Le 21/08/2017 à 19:35, Benjamin Herrenschmidt a écrit :
On Mon, 2017-08-21 at 19:27 +0200, Frederic Barrat wrote:
Hi Ben,
Le 24/07/2017 à 06:28, Benjamin Herrenschmidt a écrit :
Instead of comparing the whole CPU mask every time, let's
keep a counter of how many bits are set in the mask. Thus
testing for a local mm only requires testing if that counter
is 1 and the current CPU bit is set in the mask.
I'm trying to see if we could merge this patch with what I'm trying to
do to mark a context as requiring global TLBIs.
In http://patchwork.ozlabs.org/patch/796775/
I'm introducing a 'flags' per memory context, using one bit to say if
the context needs global TLBIs.
The 2 could co-exist, just checking... Do you think about using the
actual active_cpus count down the road, or is it just a matter of
knowing if there are more than one active cpus?
Or you could just incrementer my counter. Just make sure you increment
it at most once per CXL context and decrement when the context is gone.

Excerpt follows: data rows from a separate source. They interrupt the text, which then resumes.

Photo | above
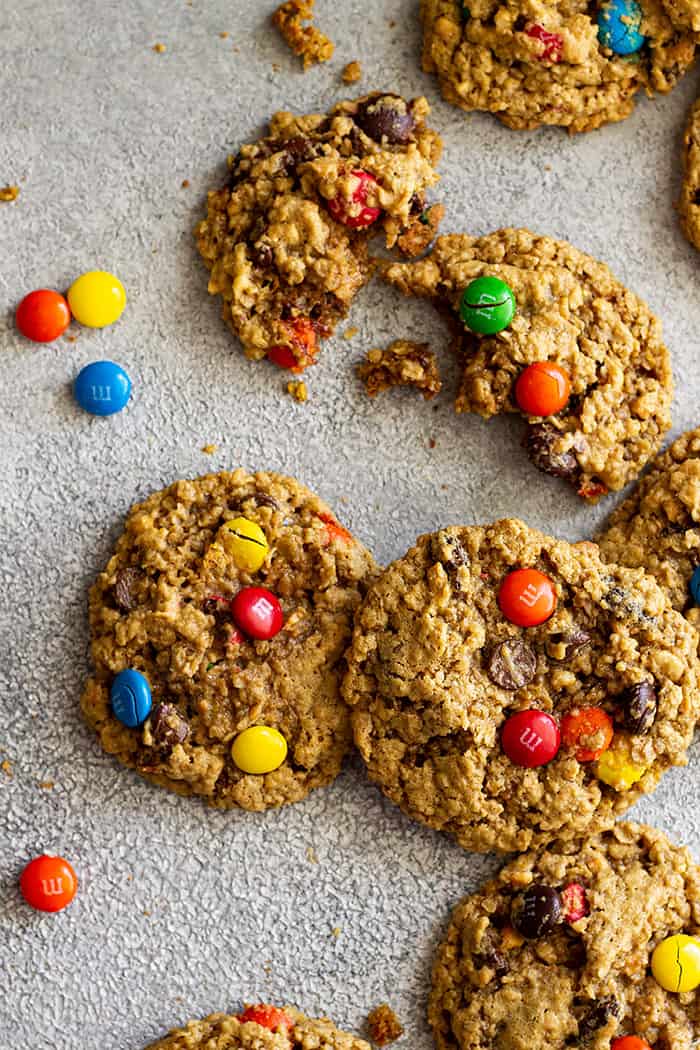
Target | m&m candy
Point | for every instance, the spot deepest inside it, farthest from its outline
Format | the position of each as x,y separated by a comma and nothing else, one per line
48,883
102,387
259,749
527,597
246,542
257,612
130,697
676,963
43,315
97,299
488,306
531,738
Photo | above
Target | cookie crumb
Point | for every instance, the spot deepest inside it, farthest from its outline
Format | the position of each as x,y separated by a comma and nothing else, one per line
352,72
383,1025
298,390
403,363
306,41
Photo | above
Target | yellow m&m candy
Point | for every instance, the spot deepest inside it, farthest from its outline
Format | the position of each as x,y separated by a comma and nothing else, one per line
676,963
246,542
259,750
97,298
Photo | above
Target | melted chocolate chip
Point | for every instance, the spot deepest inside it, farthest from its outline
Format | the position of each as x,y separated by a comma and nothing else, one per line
511,664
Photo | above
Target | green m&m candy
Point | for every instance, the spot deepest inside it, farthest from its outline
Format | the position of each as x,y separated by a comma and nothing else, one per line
488,306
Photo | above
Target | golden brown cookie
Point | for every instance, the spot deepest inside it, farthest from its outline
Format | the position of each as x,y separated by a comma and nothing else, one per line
569,310
285,239
507,735
593,911
163,607
534,63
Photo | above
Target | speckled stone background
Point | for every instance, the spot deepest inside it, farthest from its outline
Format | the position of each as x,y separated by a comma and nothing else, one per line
183,910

The decrementing part is giving me troubles, and I think it makes sense:
if I decrement the counter when detaching the context from the capi
card, then the next TLBIs for the memory context may be back to local.
So when the process exits, the NPU wouldn't get the associated TLBIs,
which spells trouble the next time the same memory context ID is reused.
I believe this the cause of the problem I'm seeing. As soon as I keep
the TLBIs global, even after I detach from the capi adapter, everything
is fine.
Does it sound right?
So to keep the checks minimal in mm_is_thread_local(), to just checking
the active_cpus count, I'm thinking of introducing a "copro enabled" bit
on the context, so that we can increment active_cpus only once. And
never decrement it.
Fred